We are consistently impressed by the quality of the 16mm and 8mm films that we digitize. Not only do we enjoy seeing these slices of life from the last century, but are often amazed at the quality of the finished product. Due to a combination of well made cameras and film, our top of the line digitization equipment, and our post processing techniques, we are able to bring these meaningful films back to life.

It is rare that 16mm and 8mm films show signs of deterioration, especially if they have been stored in cool and dry places. Occasionally, we see films with “vinegar syndrome,” indicated by a clearly acidic smell which signals the breakdown of the cellulose acetate film that can lead to shrunken, brittle film, but that is more typical to 16mm films that have been stored in warm and humid environments.  The longevity of the film, combined with the high quality lens that was typical to movie cameras, helped to produce film that often stands the test of time.

Fast forward 50 odd years, the equipment used to digitize the film has also improved greatly.
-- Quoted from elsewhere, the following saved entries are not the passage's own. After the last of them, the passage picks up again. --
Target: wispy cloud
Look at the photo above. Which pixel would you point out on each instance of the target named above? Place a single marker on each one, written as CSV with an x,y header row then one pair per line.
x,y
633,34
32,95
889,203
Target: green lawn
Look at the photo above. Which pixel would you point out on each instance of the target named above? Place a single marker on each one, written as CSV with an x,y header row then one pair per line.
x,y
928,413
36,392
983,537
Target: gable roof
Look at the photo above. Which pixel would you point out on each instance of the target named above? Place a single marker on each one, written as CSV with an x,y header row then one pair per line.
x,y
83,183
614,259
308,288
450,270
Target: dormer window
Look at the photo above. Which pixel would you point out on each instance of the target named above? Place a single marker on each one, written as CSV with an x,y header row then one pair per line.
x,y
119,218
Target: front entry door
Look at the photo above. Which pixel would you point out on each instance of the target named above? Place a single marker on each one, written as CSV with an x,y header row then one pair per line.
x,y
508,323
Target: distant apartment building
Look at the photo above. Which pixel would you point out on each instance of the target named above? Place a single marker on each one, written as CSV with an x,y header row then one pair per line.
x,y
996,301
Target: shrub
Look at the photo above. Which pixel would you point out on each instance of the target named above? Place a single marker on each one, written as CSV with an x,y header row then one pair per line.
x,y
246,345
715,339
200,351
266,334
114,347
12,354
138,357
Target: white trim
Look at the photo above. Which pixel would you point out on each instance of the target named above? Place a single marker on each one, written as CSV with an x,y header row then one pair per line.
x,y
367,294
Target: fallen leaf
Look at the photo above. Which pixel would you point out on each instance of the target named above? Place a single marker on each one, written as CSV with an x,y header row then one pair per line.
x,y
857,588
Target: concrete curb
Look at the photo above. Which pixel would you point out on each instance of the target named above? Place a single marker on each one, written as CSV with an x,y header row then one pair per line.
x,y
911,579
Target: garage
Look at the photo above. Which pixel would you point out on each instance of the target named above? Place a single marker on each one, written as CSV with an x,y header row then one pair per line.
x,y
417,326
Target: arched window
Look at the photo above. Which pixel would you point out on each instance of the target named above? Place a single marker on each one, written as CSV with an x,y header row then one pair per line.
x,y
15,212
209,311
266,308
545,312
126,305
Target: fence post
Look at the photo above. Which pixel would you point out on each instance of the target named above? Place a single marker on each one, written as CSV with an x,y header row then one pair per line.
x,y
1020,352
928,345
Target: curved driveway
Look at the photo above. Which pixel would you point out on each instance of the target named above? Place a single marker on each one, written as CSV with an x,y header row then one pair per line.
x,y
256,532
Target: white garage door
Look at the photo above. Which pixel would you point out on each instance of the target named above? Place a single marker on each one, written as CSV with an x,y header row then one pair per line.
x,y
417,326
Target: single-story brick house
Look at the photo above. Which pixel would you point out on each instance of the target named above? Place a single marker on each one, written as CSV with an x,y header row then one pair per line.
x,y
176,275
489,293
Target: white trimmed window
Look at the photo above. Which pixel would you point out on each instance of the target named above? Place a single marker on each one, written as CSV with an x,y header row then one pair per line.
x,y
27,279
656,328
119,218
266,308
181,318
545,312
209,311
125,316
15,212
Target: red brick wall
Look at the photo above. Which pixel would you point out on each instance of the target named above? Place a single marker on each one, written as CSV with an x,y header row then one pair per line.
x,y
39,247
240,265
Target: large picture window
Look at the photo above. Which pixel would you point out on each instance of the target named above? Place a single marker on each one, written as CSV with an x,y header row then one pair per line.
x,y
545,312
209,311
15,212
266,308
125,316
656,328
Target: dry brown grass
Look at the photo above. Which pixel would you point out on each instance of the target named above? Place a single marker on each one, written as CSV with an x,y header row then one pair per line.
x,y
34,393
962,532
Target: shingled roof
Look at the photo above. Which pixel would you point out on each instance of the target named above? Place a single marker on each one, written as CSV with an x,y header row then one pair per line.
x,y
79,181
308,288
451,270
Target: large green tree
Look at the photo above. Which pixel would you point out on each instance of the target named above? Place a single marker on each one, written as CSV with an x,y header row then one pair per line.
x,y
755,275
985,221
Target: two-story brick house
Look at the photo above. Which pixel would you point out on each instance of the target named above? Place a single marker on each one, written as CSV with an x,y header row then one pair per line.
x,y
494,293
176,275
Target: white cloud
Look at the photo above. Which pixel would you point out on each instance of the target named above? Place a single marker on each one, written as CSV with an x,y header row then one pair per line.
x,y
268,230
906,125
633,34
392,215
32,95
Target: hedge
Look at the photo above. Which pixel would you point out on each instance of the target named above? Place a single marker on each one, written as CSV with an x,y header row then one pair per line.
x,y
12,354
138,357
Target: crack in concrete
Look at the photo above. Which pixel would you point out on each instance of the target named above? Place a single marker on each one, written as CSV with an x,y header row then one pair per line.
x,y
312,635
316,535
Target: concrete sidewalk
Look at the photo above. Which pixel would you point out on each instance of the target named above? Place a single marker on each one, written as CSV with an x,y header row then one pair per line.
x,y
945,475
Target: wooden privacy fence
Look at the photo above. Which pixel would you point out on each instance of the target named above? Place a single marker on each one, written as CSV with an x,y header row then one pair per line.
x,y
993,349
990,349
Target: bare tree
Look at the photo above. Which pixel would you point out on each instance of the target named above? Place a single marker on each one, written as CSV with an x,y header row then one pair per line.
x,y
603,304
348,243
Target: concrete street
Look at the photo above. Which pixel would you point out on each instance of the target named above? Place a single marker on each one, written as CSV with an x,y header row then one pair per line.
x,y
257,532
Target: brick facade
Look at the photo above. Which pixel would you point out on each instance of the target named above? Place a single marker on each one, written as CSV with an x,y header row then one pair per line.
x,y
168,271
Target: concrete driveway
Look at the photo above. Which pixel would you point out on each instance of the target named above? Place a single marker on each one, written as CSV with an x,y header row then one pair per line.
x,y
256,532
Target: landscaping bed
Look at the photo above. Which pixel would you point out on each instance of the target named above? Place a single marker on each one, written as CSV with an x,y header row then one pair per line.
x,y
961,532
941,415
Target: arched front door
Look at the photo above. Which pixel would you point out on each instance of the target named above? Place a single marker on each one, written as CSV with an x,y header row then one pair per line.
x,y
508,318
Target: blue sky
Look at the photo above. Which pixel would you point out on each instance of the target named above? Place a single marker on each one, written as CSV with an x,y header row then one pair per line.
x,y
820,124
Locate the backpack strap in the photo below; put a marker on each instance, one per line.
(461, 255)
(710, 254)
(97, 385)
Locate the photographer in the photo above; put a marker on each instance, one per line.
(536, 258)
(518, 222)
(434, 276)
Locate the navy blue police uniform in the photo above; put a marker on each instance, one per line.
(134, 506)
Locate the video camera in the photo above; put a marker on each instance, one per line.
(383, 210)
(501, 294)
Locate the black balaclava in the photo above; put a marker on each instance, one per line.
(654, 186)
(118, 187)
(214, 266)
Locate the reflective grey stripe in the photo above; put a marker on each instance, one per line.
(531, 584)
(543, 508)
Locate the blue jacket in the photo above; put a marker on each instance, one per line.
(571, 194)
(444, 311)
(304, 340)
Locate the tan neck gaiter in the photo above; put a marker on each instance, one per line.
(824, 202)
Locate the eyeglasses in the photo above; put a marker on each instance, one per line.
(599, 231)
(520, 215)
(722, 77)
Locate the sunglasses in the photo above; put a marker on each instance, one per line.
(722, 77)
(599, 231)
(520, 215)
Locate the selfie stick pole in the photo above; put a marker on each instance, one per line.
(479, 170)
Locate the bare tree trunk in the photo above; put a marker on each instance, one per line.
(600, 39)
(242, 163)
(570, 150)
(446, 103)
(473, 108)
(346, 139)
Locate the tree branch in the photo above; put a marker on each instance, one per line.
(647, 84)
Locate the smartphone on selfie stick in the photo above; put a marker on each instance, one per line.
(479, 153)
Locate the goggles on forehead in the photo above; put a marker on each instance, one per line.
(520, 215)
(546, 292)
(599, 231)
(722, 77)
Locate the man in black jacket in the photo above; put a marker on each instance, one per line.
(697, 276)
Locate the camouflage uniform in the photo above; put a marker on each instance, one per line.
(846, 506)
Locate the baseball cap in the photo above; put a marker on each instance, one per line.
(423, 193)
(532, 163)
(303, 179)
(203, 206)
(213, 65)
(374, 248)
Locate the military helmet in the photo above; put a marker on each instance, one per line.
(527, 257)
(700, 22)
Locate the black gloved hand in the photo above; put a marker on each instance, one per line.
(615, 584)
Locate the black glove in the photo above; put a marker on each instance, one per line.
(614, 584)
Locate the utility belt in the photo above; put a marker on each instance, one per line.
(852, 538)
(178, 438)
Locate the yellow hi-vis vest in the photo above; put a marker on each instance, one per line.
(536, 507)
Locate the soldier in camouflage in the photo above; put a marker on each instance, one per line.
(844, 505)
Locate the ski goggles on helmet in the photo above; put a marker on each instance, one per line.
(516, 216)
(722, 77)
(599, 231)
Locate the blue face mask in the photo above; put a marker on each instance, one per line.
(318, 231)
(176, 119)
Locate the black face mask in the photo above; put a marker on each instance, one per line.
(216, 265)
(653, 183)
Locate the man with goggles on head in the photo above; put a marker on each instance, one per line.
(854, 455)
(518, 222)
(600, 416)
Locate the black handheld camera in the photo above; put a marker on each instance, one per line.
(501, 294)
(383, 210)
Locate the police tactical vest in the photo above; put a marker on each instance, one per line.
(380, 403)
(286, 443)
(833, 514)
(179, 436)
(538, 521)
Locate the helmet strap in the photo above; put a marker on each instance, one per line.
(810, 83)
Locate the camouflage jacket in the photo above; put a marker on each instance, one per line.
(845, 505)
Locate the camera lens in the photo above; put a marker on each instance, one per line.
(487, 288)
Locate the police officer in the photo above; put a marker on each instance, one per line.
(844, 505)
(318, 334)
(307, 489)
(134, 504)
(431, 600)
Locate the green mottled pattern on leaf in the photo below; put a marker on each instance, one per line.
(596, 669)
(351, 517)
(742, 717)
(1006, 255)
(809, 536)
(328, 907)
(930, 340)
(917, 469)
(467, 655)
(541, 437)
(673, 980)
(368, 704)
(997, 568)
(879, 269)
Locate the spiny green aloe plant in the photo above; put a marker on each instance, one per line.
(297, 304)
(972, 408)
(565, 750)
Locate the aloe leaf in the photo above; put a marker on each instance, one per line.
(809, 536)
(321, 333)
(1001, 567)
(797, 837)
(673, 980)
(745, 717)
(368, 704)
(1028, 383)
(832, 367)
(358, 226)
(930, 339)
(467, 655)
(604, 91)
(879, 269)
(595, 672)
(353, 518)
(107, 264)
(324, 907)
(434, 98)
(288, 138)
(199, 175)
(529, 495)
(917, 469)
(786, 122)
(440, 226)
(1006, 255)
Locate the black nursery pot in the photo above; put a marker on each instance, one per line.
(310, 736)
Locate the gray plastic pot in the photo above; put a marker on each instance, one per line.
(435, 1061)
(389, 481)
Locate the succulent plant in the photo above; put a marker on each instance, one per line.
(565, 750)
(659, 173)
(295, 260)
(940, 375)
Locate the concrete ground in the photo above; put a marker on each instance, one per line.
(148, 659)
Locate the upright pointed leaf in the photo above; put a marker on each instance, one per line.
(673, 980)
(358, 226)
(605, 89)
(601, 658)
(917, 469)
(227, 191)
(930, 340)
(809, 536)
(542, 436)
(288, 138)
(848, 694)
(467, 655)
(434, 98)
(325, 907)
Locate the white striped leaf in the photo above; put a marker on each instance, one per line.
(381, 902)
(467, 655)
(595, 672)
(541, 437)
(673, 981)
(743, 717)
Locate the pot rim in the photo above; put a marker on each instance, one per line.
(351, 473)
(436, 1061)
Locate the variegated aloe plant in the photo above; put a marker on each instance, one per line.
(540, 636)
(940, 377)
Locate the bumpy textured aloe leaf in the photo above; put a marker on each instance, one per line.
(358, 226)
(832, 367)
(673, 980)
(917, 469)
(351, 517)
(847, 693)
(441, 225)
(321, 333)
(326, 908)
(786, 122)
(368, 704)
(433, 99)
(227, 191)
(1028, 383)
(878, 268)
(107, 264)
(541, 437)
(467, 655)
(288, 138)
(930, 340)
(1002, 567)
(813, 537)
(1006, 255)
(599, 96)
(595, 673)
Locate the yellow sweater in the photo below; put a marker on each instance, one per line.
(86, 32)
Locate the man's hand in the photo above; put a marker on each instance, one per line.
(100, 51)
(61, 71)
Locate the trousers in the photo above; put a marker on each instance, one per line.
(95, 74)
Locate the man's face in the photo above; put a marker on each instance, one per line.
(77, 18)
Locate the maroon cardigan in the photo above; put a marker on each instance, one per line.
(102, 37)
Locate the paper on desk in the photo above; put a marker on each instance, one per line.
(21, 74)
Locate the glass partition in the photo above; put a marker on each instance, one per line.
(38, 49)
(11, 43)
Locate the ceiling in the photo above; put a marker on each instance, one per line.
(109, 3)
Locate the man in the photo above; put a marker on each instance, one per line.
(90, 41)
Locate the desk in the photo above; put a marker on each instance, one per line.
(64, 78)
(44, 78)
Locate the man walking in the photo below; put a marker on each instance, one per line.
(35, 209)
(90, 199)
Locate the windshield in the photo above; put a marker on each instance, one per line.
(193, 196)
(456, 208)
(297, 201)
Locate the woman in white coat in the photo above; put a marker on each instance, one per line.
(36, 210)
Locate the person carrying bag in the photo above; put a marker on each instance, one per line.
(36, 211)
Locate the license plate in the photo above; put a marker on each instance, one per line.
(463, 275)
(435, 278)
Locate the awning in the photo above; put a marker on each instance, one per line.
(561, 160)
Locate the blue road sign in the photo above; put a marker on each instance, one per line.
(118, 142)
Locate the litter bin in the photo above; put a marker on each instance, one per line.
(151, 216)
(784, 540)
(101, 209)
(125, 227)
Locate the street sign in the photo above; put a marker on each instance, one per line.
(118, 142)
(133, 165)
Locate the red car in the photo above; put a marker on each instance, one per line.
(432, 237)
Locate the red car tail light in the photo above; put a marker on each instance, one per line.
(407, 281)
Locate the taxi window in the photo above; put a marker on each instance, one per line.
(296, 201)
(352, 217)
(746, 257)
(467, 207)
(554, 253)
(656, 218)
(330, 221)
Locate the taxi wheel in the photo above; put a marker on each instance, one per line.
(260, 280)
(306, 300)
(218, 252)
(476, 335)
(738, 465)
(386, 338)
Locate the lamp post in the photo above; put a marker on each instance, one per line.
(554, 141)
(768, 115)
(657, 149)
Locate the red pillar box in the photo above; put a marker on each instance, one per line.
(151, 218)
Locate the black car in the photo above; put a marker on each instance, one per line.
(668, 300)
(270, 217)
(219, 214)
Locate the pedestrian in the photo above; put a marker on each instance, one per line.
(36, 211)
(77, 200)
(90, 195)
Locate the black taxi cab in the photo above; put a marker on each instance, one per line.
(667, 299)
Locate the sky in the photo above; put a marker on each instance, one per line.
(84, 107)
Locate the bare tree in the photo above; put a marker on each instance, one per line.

Gone are the days when people projected the film and videotaped the projection to digitize the film.  We now have a top of the line machine called the RetroScan Universal which captures the film frame by frame, then digitally stitches the images together into a movie. The machine also has a variable exposure system which evaluates and adjusts the exposure for each frame. On top of that, the machine is sprocketless, so if your film is starting to deteriorate, there is less chance that it will snap as it is fed through the machine.

Once the film is digitized, we are able to improve the quality of the picture using our video editing software, called Adobe Premiere. As part of our standard service, we reduce the noise digital noise, meaning we remove the pixels that make the film look grainy, remove some of the dust, and color correct the film.

These three factors work together to produce a superior quality product which your family can enjoy for generations to come.